Elle essaye d'attraper ma main. Je respire bruyamment, contenant mes émotions.
- Et bah remue le couteau dans la plaie, il est dingue de toi, ça se voit ! Tu n'as peut-être pas l'habitude Liane chérie que les hommes te pourchassent comme des vampires en manque de sang mais crois-en mon expérience...
- Je sais qu'il m'aime encore ! hurlé-je. Je sais que je hante son esprit ! Que je hante le tien, et celui de mes frères et que tout le monde cherche à me maîtriser, à m'avoir dans son camp, mais LÂCHEZ-MOI bordel !
Aude s'arrête dans son élan, ses deux yeux se rétrécissent en fente. Elle tente de m'analyser et je soupire.
- J'ai plein de choses auxquelles penser plutôt qu'à vos mascarades et vos envies, plein de choses beaucoup plus importantes, des mystères à percer, garantir la stabilité de ma santé mentale dans ce monde de dingue et retrouver mon petit frère disparu ! explosé-je.
Mes derniers mots frappent Aude de plein fouet. Elle vacille sur ses talons. Affolée, je regarde autour de moi si quelqu'un nous a entendues. Personne ne nous prête réellement attention. À intervalles irréguliers, quelques garçons débordant d'hormones reluquent Aude de haut en bas sans qu'elle ne s'en préoccupe.
Elle saisit ma main et m'entraîne sur le côté, à la lisière de la forêt.
- Ton petit frère a disparu ? souffle-t-elle doucement.
Une crise de larmes prend forme dans mes poumons, enfle dans ma gorge. La voix brisée je lui avoue la vérité :
- Oui, il n'est pas revenu après le bal... je... mes frères y sont pour quelque chose. Ils me rendent folle, cette maison est une maison de fou, tu dois m'aider...
Ses bras s'enroulent autour de moi. J'enfouis ma tête dans sa chevelure brillante et parfumée. Deux énormes larmes s'échappent de mes yeux et s'écrasent sur son épaule. Elle me berce en me caressant les cheveux. J'ai fermé mes paupières.
- Lé lé la, calme-toi. Pourquoi n'es-tu pas allée signaler sa disparition à la police ? me demande-t-elle doucement.
Elle m'écarte d'elle pour me glisser un mouchoir. M'essuyant le visage, tentant de reprendre le contrôle de moi-même, je murmure d'une voix tremblante :
- Je n'ai pas confiance en eux. Regarde ce qu'ils ont fait au réseau de drogues cet été, ou regarde plutôt ce qu'ils n'ont pas fait, regarde ce qu'ils ont fait au Club de la Cité, la dernière fois que j'ai vu des flics, ils tentaient de me ramener en hôpital psychiatrique. Evan est quelque part, peut-être en sécurité mais il est loin de moi.

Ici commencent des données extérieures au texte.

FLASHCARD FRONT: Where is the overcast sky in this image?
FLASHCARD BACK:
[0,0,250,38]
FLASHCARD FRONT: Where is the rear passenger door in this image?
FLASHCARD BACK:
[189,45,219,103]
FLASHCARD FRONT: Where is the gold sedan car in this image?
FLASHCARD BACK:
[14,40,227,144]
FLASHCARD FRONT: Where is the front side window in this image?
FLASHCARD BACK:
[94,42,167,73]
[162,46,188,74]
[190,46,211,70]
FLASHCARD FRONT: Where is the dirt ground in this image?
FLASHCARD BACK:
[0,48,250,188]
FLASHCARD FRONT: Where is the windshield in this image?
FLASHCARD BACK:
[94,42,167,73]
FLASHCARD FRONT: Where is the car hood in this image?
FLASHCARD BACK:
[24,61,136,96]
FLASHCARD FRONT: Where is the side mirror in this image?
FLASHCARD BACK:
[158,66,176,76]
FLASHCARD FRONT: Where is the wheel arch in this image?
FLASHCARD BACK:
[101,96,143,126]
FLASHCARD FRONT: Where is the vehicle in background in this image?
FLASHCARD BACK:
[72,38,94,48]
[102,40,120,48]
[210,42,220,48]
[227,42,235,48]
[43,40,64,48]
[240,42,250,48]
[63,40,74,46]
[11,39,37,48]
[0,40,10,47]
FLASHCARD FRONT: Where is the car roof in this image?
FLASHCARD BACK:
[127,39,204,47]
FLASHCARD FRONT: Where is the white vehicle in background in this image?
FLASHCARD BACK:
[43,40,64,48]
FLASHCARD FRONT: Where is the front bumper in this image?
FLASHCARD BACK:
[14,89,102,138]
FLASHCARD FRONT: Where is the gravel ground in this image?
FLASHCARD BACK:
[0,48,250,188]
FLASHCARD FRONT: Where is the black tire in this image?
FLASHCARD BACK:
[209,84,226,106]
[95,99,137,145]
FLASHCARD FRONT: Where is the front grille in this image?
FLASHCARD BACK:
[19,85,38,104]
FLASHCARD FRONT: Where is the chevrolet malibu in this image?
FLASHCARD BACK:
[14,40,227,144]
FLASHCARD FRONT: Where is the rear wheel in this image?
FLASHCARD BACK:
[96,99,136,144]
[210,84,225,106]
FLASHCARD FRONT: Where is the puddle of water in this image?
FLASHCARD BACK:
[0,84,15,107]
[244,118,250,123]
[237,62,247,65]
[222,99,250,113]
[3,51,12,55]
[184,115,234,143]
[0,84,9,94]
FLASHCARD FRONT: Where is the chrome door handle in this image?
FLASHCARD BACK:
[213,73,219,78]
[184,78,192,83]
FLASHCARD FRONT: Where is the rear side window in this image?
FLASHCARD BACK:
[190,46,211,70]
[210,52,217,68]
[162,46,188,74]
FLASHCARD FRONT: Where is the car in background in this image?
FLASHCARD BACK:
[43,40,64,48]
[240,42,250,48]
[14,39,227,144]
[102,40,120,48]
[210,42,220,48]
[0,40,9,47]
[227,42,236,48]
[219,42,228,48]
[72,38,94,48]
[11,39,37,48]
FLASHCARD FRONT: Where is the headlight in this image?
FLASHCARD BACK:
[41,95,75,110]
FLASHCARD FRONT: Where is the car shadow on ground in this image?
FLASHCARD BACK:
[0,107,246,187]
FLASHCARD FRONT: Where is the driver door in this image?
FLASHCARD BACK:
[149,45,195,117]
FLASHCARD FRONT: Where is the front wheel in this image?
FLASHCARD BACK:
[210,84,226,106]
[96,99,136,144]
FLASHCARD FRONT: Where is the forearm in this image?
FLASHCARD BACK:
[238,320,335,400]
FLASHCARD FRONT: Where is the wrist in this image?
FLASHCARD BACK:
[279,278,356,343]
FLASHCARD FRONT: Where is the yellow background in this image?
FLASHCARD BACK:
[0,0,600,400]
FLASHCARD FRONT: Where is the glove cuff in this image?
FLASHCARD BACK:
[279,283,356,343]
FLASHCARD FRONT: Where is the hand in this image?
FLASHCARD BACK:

- Alors il n'est pas en sécurité. souffle-t-elle.
J'acquiesce.
- Et tu penses que tes frères y sont pour quelque chose ? Ils ne veulent rien te dire ?
- Rien. reniflé-je. Je sais qu'ils sont impliqués et malgré que je les déteste, je ne veux pas qu'ils aillent en prison. Je veux aussi être celle qui décidera du moment de leur chute, je veux que cela me revienne.
Elle me dévisage, ne semblant pas effrayée par la fièvre qui me consume, par l'éclat de la fureur qui m'aveugle.
- Bon... lâche-t-elle. Je crois qu'on peut tirer parti l'une de l'autre.
Nos regards se croisent. Le sien pétille. Je durcis mes traits. L'ouragan est passé et les larmes sèchent sur mes joues en des craquelures.
- Protège-moi de Dimitri. Emmène-moi où je veux et je te livrerai Stefan, je te le promets. Je te le réduirai en cendres s'il le faut pour que tu puisses le faire renaître, à ta façon, pour toi.
Un grand sourire illumine son visage.